September 19, 2017

Publishing@W3C: The convergence is well underway

I’ve written and spoken a lot over the past few years about the coming convergence of EPUB and the Web. This is finally happening, and it’s probably the most important development in the publishing ecosystem since the Web itself was created.

It will affect all publishers—in a good way. Here’s the story.

Why we have to publish in multiple formats today

Currently, most of our publications are not actually Web publications—unless you consider simple ones like blog posts and news articles as publications.

We find publications over the Web; we obtain publications over the Web; we use Web technologies to create publications; but the publications themselves are in formats like EPUBs or apps or, of course, print. This includes PDFs. Yes, you can click on a link in a website and open up a PDF, but that’s because the browser fires up a PDF reader to render it to you. PDFs are their own binary format, not native HTML, not rendered via CSS. HTML and CSS are Web technologies. PDF is not.

We may consume parts of a publication on the Web—an article in a magazine, for example, or a chunk of a textbook—but the publication as a whole is not a single “thing” on the Web. Those publications are typically on a platform that uses the Web for delivery, but those platforms are not the Web.

Our publications today are not Web publications—we just get them via the Web.

This means publishers today have to create publications in a variety of formats. We make PDFs to send to printers and to deliver to users in a pre-paginated form that works kind of okay on laptops and tablets (if they’re simple, and if you don’t mind the annoyance of panning and zooming) but that fails miserably on phones—and that is not fully accessible (often hardly accessible at all). We make EPUBs that work much better on mobile technology and e-readers and assistive technology for accessibility, but which require special applications to be read. We make platforms that can deliver HTML versions, rendered in browsers or apps via CSS—which can use pretty much the same HTML files as those in the EPUBs, but which can’t use EPUB’s XML-specific features (more on that below) and which are not bundled together in a package the way EPUBs are. It’s a pain, creating all these separate formats for the same publication.

EPUB is webby, but not webby enough

Especially when EPUB 3 came along, EPUB was very firmly committed to being based on Web technologies. It no longer used a special profile of CSS; it just used CSS as defined by the W3C. Its content documents were all based on Web technologies, including using HTML5 as defined by the W3C. Video and audio were as defined by HTML5. Scripting was JavaScript. And instead of freezing those specs at a point in time, EPUB was explicitly designed to stay in synch as the W3C evolved those underlying specifications.

As much as EPUB aligns with Web technologies, it still has many aspects that are foreign to browsers and the Web as it’s used today.

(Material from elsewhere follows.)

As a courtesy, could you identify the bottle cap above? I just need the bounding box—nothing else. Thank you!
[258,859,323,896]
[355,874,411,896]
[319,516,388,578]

Nevertheless, EPUB is still non-Webby in lots of ways. Those HTML files? They have to be expressed as XML (it’s called XHTML, the XML “serialization” of HTML), whereas the Web needs content expressed as non-XML HTML (the HTML serialization). So although most of most content documents in EPUBs will render (with an appropriate CSS) in a browser, there are aspects of EPUB content documents that are foreign to browserland: techy things like namespaces and the epub:type attribute that adds important semantics. Plus EPUB requires a bunch of other things like a package file with a lot of EPUB-specific metadata, and a manifest, and a spine—because although EPUB is a .zip file, inside that file are a whole bunch of documents and images and fonts and scripts and metadata and other things. Those things are all separate things on the Web; EPUB bundles them together to make them one thing: a publication.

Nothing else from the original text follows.